Read our full safety analysis →Where Hyperliquid HLP Sits Among Derivatives Peers
On risk, Hyperliquid HLP ranks #46 of 53 Derivatives protocols (bottom quartile — among the riskiest). That's 8 points riskier than the sector average of 39/100.
The closest peer by risk profile is Antarctic (grade C, 47/100). See the side-by-side comparison to weigh their tradeoffs.
Hyperliquid HLP captures 5% of TVL across rated Derivatives protocols — a meaningful share that shapes fundamentals.
Should you buy Hyperliquid HLP?
Hyperliquid HLP scores B on Hindenrank's value accrual framework, placing it among the above-average Derivatives protocols. Fee capture scores 22/25 — strong, with meaningful fee revenue flowing to token holders. Token distribution is somewhat concentrated, raising concerns about governance capture, and emission sustainability sits at 20/25. On the risk side, Hyperliquid HLP carries a C grade (47/100), which is elevated risk — multiple novel mechanisms and notable interaction risks. The combined risk-value position places Hyperliquid HLP in the Promising quadrant.

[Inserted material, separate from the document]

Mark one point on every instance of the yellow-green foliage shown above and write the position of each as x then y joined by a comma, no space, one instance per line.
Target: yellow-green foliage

Hyperliquid HLP investment outlook for 2026
With $395M in total value locked and FDV of $39.7B, giving a TVL/FDV ratio of 0.01, Hyperliquid HLP's fundamentals support the current valuation from a usage perspective. The competitive moat dimension scores 14/25, suggesting meaningful but not impregnable competitive advantages.Investors should weigh these fundamentals alongside market conditions and their own risk tolerance.
This analysis is based on cryptoeconomic fundamentals, not price prediction. It is not financial advice. Full methodology
Weekly Commentary
ProWeek of April 19, 2026
Hyperliquid HLP vault holds $373M, stable since April scan. The vault absorbed losses from the POPCAT manipulation event in November 2025 and continues to be the backstop for liquidations on Hyperliquid perps. Socialized loss exposure and limited validator decentralization remain the core risk factors. No new incidents since April 4, 2026.